I apologize if this has been asked before, but has anyone used a UNIBONE on a real KS10/2020? Does it work? I think the only emulations that would be useful on a 2020 are the RH11 for disk and tape, and maybe some DZ11 terminals. There are a whole slew of potential issues, such as using the two parity bits as extra data bits, plus just a different UBA and a completely different OS and drivers.
Thanks,
Bob
The one rule was (keeping your formatting): "This is the UniBone mantra: The whole device emulation logic shall be done in Linux user processes."
Since the 2020 was only ever going to need the RH11s of a single device type on each bus, I moved the RH11 emulation and the massbus-side drive registers into the PRU, leaving just the actual storage parts of the disk and tape drives in Linux. I also dumped all of the C++ code and kept only the bits I needed for communicating with the PRU. The rest I wrote in straight C. I was only ever going to emulate the RH11 and the stuff attached to it, so the vast majority of the Unibone user-space code was just overhead in my case. The Chaosnet interface was only a 5 registers and an interrupt latch, so it was done at the very end of things, using the remaining code space in the second Unibone. I wound up with just a handful of bytes of free PRU code space on both sides, and it's not pretty, but it runs.

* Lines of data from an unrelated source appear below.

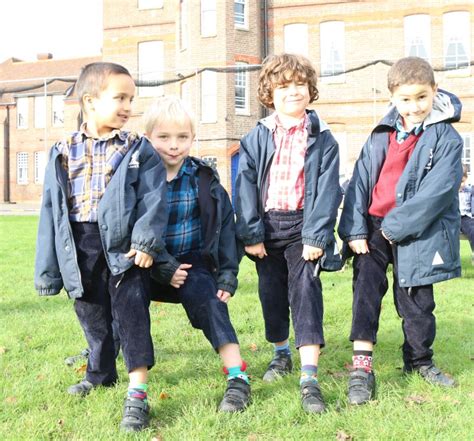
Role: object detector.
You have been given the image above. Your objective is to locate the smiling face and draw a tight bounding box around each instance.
[391,84,437,130]
[83,74,135,137]
[273,81,311,124]
[147,119,194,180]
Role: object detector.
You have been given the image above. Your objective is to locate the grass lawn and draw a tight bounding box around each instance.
[0,216,474,441]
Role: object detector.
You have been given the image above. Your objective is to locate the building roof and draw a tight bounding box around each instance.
[0,54,101,104]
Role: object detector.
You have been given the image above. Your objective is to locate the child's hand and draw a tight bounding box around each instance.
[348,239,369,254]
[245,242,267,259]
[125,248,153,268]
[170,263,192,288]
[217,289,232,303]
[301,245,324,260]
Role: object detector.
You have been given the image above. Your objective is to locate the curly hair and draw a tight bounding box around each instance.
[258,54,319,109]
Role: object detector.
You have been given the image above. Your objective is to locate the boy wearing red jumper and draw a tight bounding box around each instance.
[338,57,462,404]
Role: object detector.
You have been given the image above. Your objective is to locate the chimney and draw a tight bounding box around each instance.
[36,52,53,61]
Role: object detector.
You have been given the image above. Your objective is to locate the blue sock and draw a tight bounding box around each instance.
[300,364,318,384]
[226,365,249,384]
[273,341,291,357]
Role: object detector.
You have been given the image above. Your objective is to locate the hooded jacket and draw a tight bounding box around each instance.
[338,90,463,287]
[35,138,172,298]
[235,110,342,270]
[152,156,239,302]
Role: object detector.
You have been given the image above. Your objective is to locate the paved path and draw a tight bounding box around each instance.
[0,202,40,216]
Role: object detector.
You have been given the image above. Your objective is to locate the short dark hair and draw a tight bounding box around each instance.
[387,57,436,93]
[75,62,132,108]
[258,54,319,109]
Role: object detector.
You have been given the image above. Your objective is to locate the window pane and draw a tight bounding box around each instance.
[35,96,46,129]
[443,11,471,69]
[138,41,164,96]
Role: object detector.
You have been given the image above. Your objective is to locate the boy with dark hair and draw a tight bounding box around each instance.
[235,54,342,413]
[35,63,167,431]
[338,57,462,404]
[145,96,250,412]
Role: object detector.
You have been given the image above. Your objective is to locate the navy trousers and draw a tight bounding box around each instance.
[254,211,324,348]
[151,253,239,351]
[350,217,436,368]
[71,223,154,385]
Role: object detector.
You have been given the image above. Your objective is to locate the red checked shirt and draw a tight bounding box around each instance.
[265,113,308,211]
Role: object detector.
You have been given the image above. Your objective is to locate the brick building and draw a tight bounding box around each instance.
[0,0,474,201]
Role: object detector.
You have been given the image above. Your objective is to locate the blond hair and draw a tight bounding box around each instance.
[143,95,196,135]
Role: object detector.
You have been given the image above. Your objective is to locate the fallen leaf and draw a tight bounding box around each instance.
[405,395,428,404]
[336,430,352,441]
[75,364,87,374]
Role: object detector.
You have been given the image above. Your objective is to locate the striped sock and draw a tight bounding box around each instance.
[300,364,318,384]
[127,384,148,403]
[273,341,291,357]
[352,351,373,373]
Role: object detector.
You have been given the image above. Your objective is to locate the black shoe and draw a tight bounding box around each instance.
[64,348,90,366]
[349,369,375,404]
[120,397,150,432]
[219,378,250,412]
[263,351,293,383]
[67,380,97,397]
[300,381,326,413]
[404,364,457,387]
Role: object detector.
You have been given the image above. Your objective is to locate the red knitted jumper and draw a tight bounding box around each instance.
[369,130,421,217]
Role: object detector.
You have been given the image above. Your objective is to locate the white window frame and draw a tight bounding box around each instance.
[16,97,30,129]
[319,21,346,83]
[16,152,28,185]
[201,0,217,37]
[34,95,46,129]
[234,61,250,115]
[178,0,189,51]
[403,14,431,62]
[51,95,64,127]
[138,40,165,97]
[138,0,163,9]
[35,151,46,184]
[283,23,309,57]
[201,70,217,123]
[234,0,249,29]
[443,11,471,73]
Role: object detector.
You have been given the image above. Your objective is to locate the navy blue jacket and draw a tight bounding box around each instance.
[235,110,342,270]
[35,138,172,298]
[152,156,239,294]
[338,90,463,287]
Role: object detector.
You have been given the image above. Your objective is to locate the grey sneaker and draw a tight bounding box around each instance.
[412,364,457,387]
[219,378,250,412]
[348,369,375,405]
[263,352,293,383]
[300,381,326,413]
[67,380,96,397]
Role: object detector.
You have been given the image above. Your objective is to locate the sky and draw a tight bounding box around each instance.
[0,0,102,63]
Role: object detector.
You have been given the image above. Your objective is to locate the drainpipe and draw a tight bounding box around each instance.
[3,106,10,203]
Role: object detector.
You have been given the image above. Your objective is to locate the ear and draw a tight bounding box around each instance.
[82,93,94,111]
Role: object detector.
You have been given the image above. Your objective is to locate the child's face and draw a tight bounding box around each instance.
[273,81,311,118]
[391,84,437,130]
[147,120,194,173]
[84,74,135,136]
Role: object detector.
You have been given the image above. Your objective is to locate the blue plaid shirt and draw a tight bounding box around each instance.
[58,123,137,222]
[166,158,201,257]
[395,116,423,144]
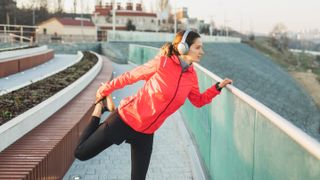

My priorities were to keep speed up and latency down over all other concerns. I didn't use SimH compatible disk images at all, the disk images are stored in PRU register layout so words can be dumped directly to or from the PRU registers with no shuffling. Sector headers are stored as formatted instead of generated on the fly so I didn't have to spend time generating them when a "read headers and data" command was given (and because ITS uses the "spare" header words for pack identification data). Disk images are mmap()'d on the Linux side so I don't have to issue seek requests in the image file; writes are committed at the end of a (possibly multi-sector) transaction. I don't bother implementing the disk address prediction register because only twenex uses it. The implementation doesn't pass DEC's diagnostics. And so on. I only wanted to run ITS with as little speed penalty as possible.
I also did away with passing bus grants because it used up too much time - The software assumes the Unibone is the last (or only) device on the bus, which is where the RH11 and Chaosnet would normally go anyway.
> pbi...@gmail.com wrote:
> The Living Computer Museum published their designs for Massbus device emulation,>but I don't have the links handy.
Very true – I know it well.
https://github.com/livingcomputermuseum/MDE2
You will need a PC with Windows, PCI slots, and one or two PLX PCI FPGA cards to make this work, though. Not sure what happened to the PLX people, but you might still be able to find one of their cards. The UNIBONE is much more straightforward option if it can be made to work.
AFAIK the LCM never tried this with an RH11 or a 2020, but it certainly worked with the RH20 in a KL, and with the RH70 in Miss Piggy. It would probably work with the 2020.